En arrivant, elle aperçoit une figure connue, et s'approche d'une femme blonde, assise à une table en terrasse.

  • Bonjour ma chérie. Désolée, je suis en retard. Viens, passons à l'intérieur, je ne suis pas tranquille de rester dehors en terrasse.
  • Estelle, ma belle. Il t'arrive quoi, tu es si nerveuse !

Les deux amies rentrent dans le café et demandent au serveur une table isolée, au fond du restaurant. Ce dernier ne peut refuser une demande de deux de ses habituées de très longue date.Il leur propose donc d'aller dans l'arrière salle, qui n'est utilisée que sur réservation, et leur sert leur cocktail habituel.

  • Mesdames, un mojito pour Mademoiselle Alina, un daïquiri pour Mademoiselle Estelle. Faites-moi signe quand vous voudrez commandez vos plats.
  • Comme d'habitude, Georges, le plat du jour, surprenez-nous. Ce sera parfait.
  • Bien Mesdames. Alors deux tournedos Rossini, je sais que vous les adorez. Dit-il en s'éclipsant.

Estelle commence alors à raconter à son amie les mails anonymes, les photos, l'angoisse. Alina la regarde, les yeux étonnés, voyant les larmes perler aux coins des yeux de son amie de toujours.
Le repas se déroule sans que chacune d'elle ne se souvienne des allers et venues du serveur, ni du goût de la viande pourtant parfaitement préparée par le chef.

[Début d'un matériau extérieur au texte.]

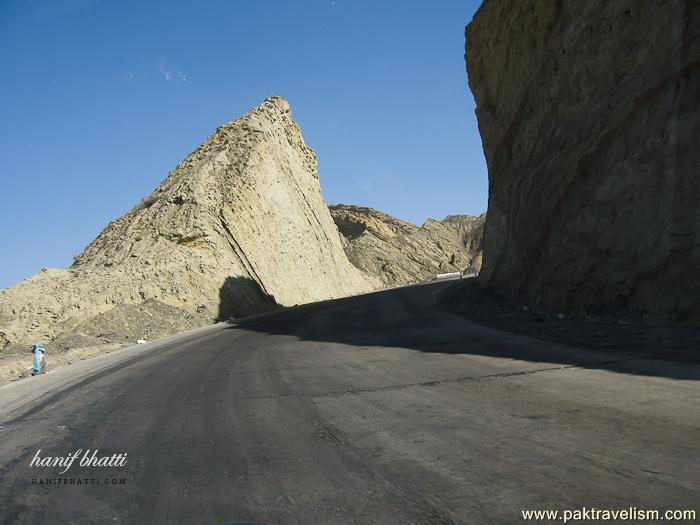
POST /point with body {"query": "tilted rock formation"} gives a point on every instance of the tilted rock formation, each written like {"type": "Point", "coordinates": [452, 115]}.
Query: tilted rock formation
{"type": "Point", "coordinates": [238, 227]}
{"type": "Point", "coordinates": [400, 253]}
{"type": "Point", "coordinates": [589, 117]}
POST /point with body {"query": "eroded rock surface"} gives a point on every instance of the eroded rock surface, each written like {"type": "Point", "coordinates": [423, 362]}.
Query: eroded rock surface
{"type": "Point", "coordinates": [589, 117]}
{"type": "Point", "coordinates": [238, 227]}
{"type": "Point", "coordinates": [401, 253]}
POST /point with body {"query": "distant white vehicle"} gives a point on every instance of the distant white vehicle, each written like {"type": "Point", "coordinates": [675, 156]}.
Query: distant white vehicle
{"type": "Point", "coordinates": [449, 275]}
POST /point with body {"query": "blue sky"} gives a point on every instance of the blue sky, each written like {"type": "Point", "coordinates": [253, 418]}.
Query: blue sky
{"type": "Point", "coordinates": [100, 100]}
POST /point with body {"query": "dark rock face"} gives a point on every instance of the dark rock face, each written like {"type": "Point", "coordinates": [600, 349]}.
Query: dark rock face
{"type": "Point", "coordinates": [589, 117]}
{"type": "Point", "coordinates": [398, 252]}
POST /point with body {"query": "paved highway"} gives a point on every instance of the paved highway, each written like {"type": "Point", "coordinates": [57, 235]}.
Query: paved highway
{"type": "Point", "coordinates": [376, 409]}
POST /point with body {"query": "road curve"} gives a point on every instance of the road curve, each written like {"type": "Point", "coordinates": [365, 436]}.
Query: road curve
{"type": "Point", "coordinates": [378, 409]}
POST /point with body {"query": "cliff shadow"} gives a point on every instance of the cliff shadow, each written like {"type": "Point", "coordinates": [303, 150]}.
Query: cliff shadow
{"type": "Point", "coordinates": [409, 318]}
{"type": "Point", "coordinates": [242, 296]}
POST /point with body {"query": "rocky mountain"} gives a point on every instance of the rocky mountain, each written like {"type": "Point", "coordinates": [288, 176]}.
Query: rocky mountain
{"type": "Point", "coordinates": [238, 227]}
{"type": "Point", "coordinates": [401, 253]}
{"type": "Point", "coordinates": [589, 116]}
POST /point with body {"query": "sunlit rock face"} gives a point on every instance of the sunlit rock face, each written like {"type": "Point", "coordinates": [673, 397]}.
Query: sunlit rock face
{"type": "Point", "coordinates": [588, 113]}
{"type": "Point", "coordinates": [238, 227]}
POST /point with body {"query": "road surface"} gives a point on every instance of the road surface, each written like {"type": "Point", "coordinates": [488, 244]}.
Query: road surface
{"type": "Point", "coordinates": [376, 409]}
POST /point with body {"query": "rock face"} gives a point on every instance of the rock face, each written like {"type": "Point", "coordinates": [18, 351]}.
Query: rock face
{"type": "Point", "coordinates": [589, 117]}
{"type": "Point", "coordinates": [400, 253]}
{"type": "Point", "coordinates": [238, 227]}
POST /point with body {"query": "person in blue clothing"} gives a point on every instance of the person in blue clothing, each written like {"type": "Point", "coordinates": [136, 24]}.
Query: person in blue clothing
{"type": "Point", "coordinates": [39, 359]}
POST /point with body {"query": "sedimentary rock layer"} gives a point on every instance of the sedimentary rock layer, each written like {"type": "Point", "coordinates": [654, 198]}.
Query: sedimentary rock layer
{"type": "Point", "coordinates": [589, 117]}
{"type": "Point", "coordinates": [398, 252]}
{"type": "Point", "coordinates": [238, 227]}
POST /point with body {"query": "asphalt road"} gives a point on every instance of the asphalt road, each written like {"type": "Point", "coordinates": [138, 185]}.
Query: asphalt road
{"type": "Point", "coordinates": [372, 409]}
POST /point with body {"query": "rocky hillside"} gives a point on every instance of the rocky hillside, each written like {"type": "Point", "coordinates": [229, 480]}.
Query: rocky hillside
{"type": "Point", "coordinates": [589, 117]}
{"type": "Point", "coordinates": [238, 227]}
{"type": "Point", "coordinates": [401, 253]}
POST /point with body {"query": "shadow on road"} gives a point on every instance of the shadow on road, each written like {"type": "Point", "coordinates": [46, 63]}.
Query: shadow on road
{"type": "Point", "coordinates": [408, 318]}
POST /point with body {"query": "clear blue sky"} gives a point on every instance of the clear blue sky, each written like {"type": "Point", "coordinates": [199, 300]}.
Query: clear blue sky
{"type": "Point", "coordinates": [99, 100]}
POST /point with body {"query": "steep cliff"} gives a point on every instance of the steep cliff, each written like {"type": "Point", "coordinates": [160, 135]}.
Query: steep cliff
{"type": "Point", "coordinates": [589, 117]}
{"type": "Point", "coordinates": [238, 227]}
{"type": "Point", "coordinates": [399, 253]}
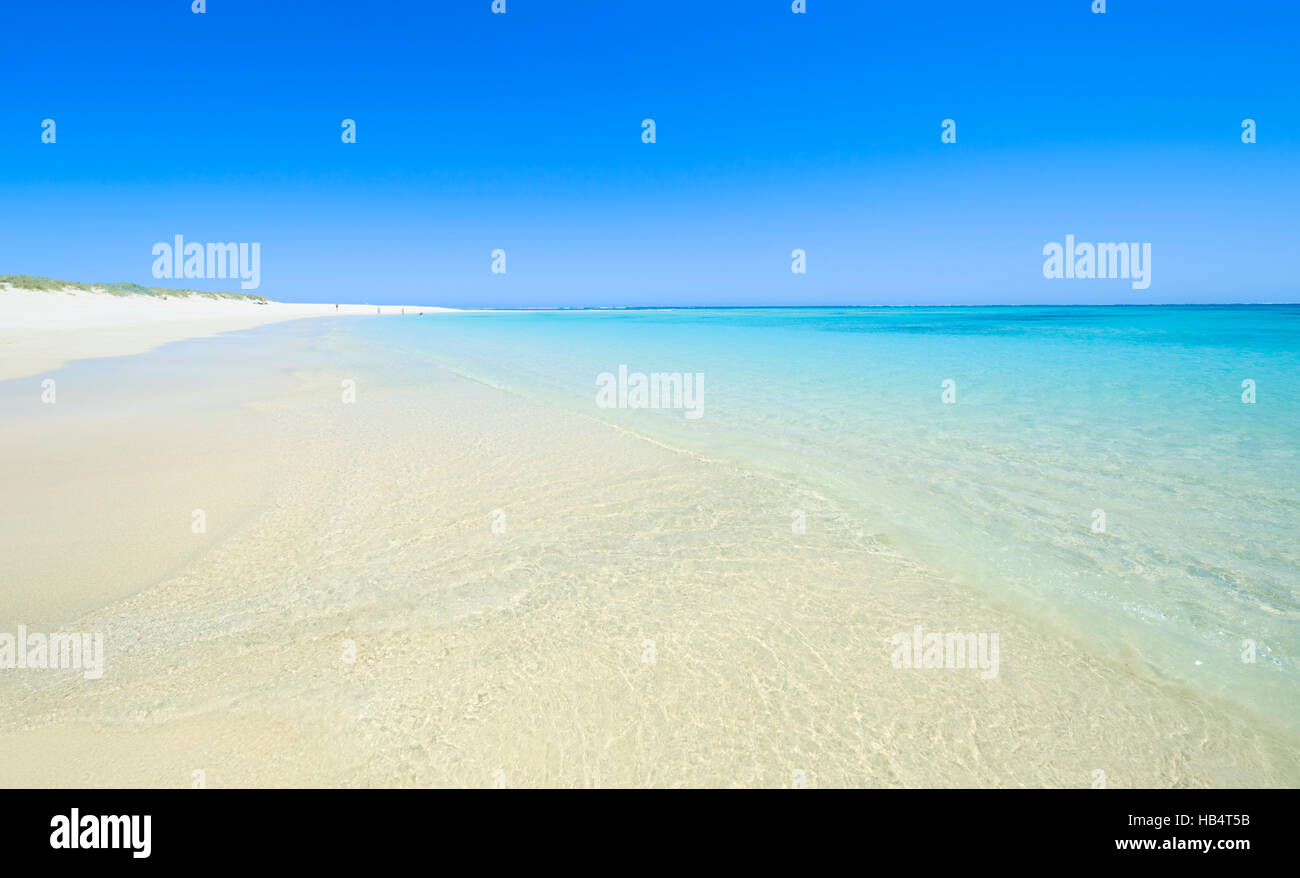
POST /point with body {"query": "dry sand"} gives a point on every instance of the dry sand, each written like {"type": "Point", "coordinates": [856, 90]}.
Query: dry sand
{"type": "Point", "coordinates": [40, 331]}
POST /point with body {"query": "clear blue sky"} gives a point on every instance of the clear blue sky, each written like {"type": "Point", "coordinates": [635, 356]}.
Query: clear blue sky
{"type": "Point", "coordinates": [775, 132]}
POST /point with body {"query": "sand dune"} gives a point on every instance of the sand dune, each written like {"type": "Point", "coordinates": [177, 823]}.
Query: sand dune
{"type": "Point", "coordinates": [40, 329]}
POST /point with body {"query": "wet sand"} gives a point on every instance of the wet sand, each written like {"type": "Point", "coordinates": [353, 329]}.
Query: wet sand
{"type": "Point", "coordinates": [443, 584]}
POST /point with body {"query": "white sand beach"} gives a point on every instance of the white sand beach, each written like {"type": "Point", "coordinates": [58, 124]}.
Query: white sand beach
{"type": "Point", "coordinates": [445, 584]}
{"type": "Point", "coordinates": [43, 329]}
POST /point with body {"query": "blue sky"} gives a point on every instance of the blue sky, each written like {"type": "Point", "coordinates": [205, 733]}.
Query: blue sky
{"type": "Point", "coordinates": [775, 130]}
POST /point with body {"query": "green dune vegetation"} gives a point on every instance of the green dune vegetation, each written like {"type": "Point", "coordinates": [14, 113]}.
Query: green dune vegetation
{"type": "Point", "coordinates": [29, 282]}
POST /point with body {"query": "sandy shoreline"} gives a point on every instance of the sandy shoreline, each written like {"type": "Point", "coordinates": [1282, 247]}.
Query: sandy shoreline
{"type": "Point", "coordinates": [354, 615]}
{"type": "Point", "coordinates": [42, 331]}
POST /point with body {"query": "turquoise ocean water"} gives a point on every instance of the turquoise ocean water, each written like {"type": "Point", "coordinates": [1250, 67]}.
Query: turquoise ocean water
{"type": "Point", "coordinates": [1061, 415]}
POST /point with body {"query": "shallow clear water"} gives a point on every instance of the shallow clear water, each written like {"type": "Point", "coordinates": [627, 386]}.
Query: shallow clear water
{"type": "Point", "coordinates": [1060, 412]}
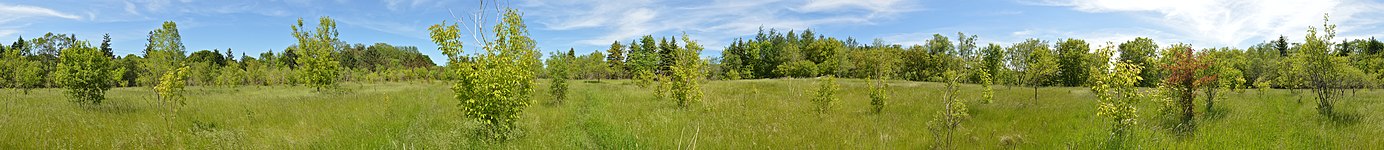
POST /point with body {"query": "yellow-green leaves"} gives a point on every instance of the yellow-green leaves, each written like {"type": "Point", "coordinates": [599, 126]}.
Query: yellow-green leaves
{"type": "Point", "coordinates": [825, 93]}
{"type": "Point", "coordinates": [85, 72]}
{"type": "Point", "coordinates": [493, 86]}
{"type": "Point", "coordinates": [316, 53]}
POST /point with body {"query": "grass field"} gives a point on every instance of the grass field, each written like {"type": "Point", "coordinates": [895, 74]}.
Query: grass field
{"type": "Point", "coordinates": [616, 114]}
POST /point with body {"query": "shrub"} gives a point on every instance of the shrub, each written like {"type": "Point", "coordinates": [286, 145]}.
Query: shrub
{"type": "Point", "coordinates": [85, 72]}
{"type": "Point", "coordinates": [825, 93]}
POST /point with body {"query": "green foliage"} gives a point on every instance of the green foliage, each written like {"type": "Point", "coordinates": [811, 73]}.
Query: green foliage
{"type": "Point", "coordinates": [494, 86]}
{"type": "Point", "coordinates": [954, 111]}
{"type": "Point", "coordinates": [1224, 65]}
{"type": "Point", "coordinates": [164, 53]}
{"type": "Point", "coordinates": [644, 60]}
{"type": "Point", "coordinates": [1073, 59]}
{"type": "Point", "coordinates": [993, 60]}
{"type": "Point", "coordinates": [1118, 95]}
{"type": "Point", "coordinates": [802, 68]}
{"type": "Point", "coordinates": [826, 93]}
{"type": "Point", "coordinates": [18, 71]}
{"type": "Point", "coordinates": [878, 95]}
{"type": "Point", "coordinates": [1322, 68]}
{"type": "Point", "coordinates": [170, 89]}
{"type": "Point", "coordinates": [558, 67]}
{"type": "Point", "coordinates": [1185, 77]}
{"type": "Point", "coordinates": [1041, 64]}
{"type": "Point", "coordinates": [85, 72]}
{"type": "Point", "coordinates": [317, 56]}
{"type": "Point", "coordinates": [688, 71]}
{"type": "Point", "coordinates": [1142, 52]}
{"type": "Point", "coordinates": [615, 60]}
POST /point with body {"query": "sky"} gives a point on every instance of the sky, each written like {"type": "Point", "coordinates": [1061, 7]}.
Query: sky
{"type": "Point", "coordinates": [253, 27]}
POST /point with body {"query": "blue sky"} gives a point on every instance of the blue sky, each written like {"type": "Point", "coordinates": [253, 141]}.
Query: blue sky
{"type": "Point", "coordinates": [258, 25]}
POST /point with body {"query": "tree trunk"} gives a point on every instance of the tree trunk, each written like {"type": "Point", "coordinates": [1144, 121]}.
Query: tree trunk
{"type": "Point", "coordinates": [1210, 99]}
{"type": "Point", "coordinates": [1186, 104]}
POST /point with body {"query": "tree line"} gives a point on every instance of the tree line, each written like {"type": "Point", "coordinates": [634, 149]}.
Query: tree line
{"type": "Point", "coordinates": [31, 63]}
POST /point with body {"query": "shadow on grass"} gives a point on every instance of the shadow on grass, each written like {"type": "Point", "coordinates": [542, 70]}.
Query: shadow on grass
{"type": "Point", "coordinates": [111, 106]}
{"type": "Point", "coordinates": [1344, 118]}
{"type": "Point", "coordinates": [1217, 114]}
{"type": "Point", "coordinates": [1179, 128]}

  • Ma belle. Tu veux venir dormir à la maison, tant que Pierre n'est pas rentré ? Entre ton canapé et le nôtre, le confort sera le même, et en plus tu seras avec des amis.
  • Oh, ma chérie. Tu ferais ça ?
  • Oui, bien sûr. Et John comprendra. Il se sentira un peu plus seul, entouré de nanas, mais il a l'habitude. Et je vais faire quelque chose en plus. Te donner l'adresse d'un très bon ami. Il pourra t'aider, j'en suis certaine, j'ai une confiance totale en ses capacités.